Impactful Stories: The narrative of “why” consumers want something and how much they are willing to pay is crucial. Without a strong narrative, consumers’ demand has little impact on influencing decisions up the foodservice supply chain.
Unlike other foodservice environments–like an independently owned restaurant, where customers can more easily voice their opinions–institutional foodservice remains a place where the consumer lacks a voice. This challenge aims to raise the overall quality of food available in foodservice establishments of all types.
There are many ways to accomplish this, but giving consumers a stronger voice and translating that voice into actionable insights is a worthwhile objective for consumers and the establishments. By improving this connection, we hope to create an environment with happier customers and more financially successful establishments.
The Consumers: focus on those who dine in an institutional foodservice setting across a number of scenarios, from a sports stadium to a university cafeteria. Examine the differences in context and capabilities that these various foodservice establishments have to offer.
Foodservice Operators: the functions within an institutional foodservice establishment typically consist of operations and purchasing, culinary, marketing, and distribution. All have various impacts and influence over what goes onto a foodservice menu, which should be understood in designing a solution.
Subject Matter Expert: HOMEGROWN Concessions
At the Hackathon, Glenda Yoder and Sonya Dagovitz from HOMEGROWN Concessions will be available to interview to understand the context of how an institutional foodservice establishment operates. Sample questions are below to get you started, but your overall goal is to determine what’s working, what isn’t working, and what could be changed to better empower foodservice establishments to understand their customers’ needs.

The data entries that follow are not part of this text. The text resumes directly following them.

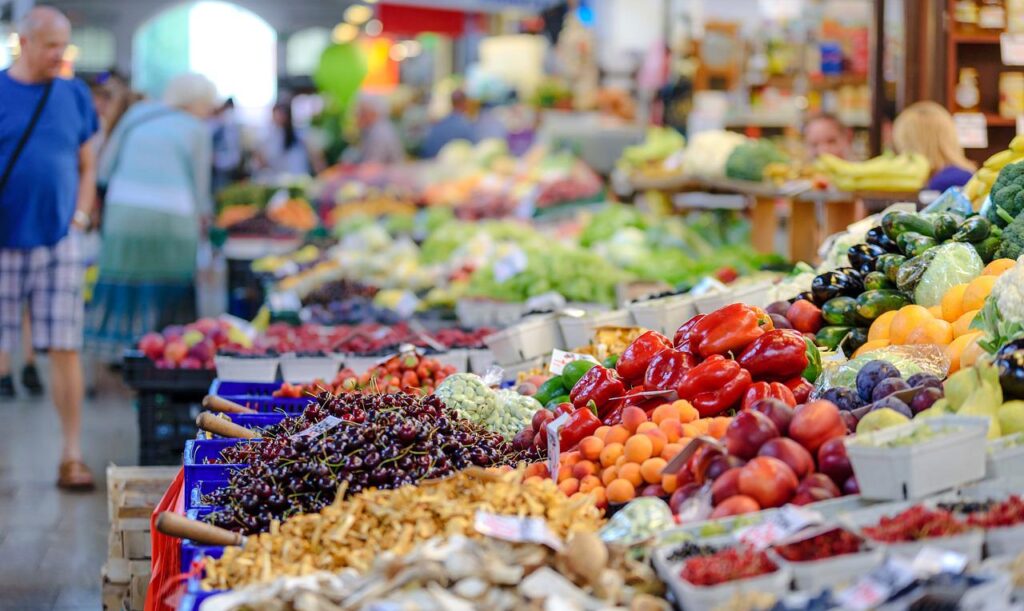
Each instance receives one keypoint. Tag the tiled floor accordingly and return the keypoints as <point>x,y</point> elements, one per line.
<point>52,543</point>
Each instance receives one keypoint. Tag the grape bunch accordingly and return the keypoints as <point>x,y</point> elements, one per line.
<point>401,440</point>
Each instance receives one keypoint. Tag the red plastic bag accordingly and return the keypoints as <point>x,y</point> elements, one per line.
<point>166,550</point>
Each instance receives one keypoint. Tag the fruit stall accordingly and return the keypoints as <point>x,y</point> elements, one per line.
<point>614,408</point>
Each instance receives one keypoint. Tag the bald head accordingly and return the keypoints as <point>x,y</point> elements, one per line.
<point>43,35</point>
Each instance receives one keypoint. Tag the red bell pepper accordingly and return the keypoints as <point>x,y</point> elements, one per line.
<point>686,339</point>
<point>714,386</point>
<point>778,354</point>
<point>800,388</point>
<point>768,390</point>
<point>633,362</point>
<point>731,329</point>
<point>667,368</point>
<point>601,386</point>
<point>582,423</point>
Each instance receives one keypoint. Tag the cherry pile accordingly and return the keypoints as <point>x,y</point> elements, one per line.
<point>915,523</point>
<point>727,565</point>
<point>1006,513</point>
<point>401,440</point>
<point>826,544</point>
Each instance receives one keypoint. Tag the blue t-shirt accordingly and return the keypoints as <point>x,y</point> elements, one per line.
<point>37,205</point>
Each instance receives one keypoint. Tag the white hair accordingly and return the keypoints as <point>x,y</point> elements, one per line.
<point>190,89</point>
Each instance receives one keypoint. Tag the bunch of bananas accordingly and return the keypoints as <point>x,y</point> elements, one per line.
<point>884,173</point>
<point>977,188</point>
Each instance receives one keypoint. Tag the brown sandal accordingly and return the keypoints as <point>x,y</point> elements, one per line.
<point>74,475</point>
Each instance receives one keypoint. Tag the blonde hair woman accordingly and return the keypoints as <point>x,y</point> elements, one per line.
<point>156,168</point>
<point>928,129</point>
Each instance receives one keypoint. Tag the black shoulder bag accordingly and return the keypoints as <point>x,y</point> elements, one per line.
<point>25,136</point>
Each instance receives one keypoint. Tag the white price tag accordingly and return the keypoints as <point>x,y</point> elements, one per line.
<point>972,130</point>
<point>1012,48</point>
<point>554,428</point>
<point>320,428</point>
<point>516,529</point>
<point>787,521</point>
<point>510,265</point>
<point>560,358</point>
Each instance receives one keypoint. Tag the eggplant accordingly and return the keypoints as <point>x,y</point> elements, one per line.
<point>1010,360</point>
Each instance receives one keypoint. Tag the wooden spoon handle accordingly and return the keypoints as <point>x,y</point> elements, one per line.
<point>215,403</point>
<point>218,426</point>
<point>174,525</point>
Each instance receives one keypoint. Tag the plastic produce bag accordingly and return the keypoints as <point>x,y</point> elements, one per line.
<point>914,358</point>
<point>639,520</point>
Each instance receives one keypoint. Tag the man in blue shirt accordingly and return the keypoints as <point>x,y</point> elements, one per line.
<point>47,186</point>
<point>454,127</point>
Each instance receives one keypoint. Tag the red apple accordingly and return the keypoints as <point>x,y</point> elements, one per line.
<point>778,412</point>
<point>681,495</point>
<point>834,462</point>
<point>721,464</point>
<point>735,506</point>
<point>767,480</point>
<point>748,432</point>
<point>175,351</point>
<point>725,486</point>
<point>152,345</point>
<point>815,423</point>
<point>790,452</point>
<point>819,480</point>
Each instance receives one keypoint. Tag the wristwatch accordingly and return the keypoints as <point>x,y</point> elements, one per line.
<point>80,219</point>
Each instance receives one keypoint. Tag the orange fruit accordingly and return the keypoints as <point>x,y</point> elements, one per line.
<point>633,417</point>
<point>638,448</point>
<point>963,324</point>
<point>610,453</point>
<point>671,449</point>
<point>591,447</point>
<point>997,266</point>
<point>977,291</point>
<point>952,303</point>
<point>617,434</point>
<point>673,429</point>
<point>651,470</point>
<point>664,412</point>
<point>620,491</point>
<point>631,473</point>
<point>906,320</point>
<point>868,346</point>
<point>880,328</point>
<point>955,349</point>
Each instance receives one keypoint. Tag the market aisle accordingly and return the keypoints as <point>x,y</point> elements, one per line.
<point>53,543</point>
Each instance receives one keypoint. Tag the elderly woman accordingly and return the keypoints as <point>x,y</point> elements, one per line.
<point>156,168</point>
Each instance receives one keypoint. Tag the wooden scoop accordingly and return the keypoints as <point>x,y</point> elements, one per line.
<point>211,423</point>
<point>215,403</point>
<point>174,525</point>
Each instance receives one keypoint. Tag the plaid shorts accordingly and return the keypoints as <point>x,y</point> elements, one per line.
<point>48,279</point>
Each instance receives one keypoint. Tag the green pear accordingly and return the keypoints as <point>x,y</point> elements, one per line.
<point>1011,416</point>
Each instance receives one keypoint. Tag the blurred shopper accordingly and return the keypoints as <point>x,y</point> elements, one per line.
<point>47,188</point>
<point>825,133</point>
<point>379,140</point>
<point>928,129</point>
<point>226,145</point>
<point>157,172</point>
<point>454,127</point>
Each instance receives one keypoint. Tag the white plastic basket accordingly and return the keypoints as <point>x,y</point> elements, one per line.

About HOMEGROWN CONCESSIONS: HOMEGROWN is a foodservice concessions provider that was born out of a need to serve local, family farm sourced food at the Farm Aid concert series. HOMEGROWN works with large concert and sporting venues to source food from family farms for up to 30,000 people for an all-day concert event. Since 2007, more than 100,000 people have enjoyed food from HOMEGROWN that fit their stringent quality criteria. Food must be sustainably produced by family farmers, identified as local, or organic, or non-GMO, or humanely raised, or utilizing other ecological practices, along with a commitment to a fair price for producers. Homegrown has built up expertise in making high quality food available to customers in foodservice at large scales. We encourage hackers to dive deeper with HOMEGROWN to understand what they’ve done, how they did it and how technology can help scale their approach to a wider range of foodservice contexts.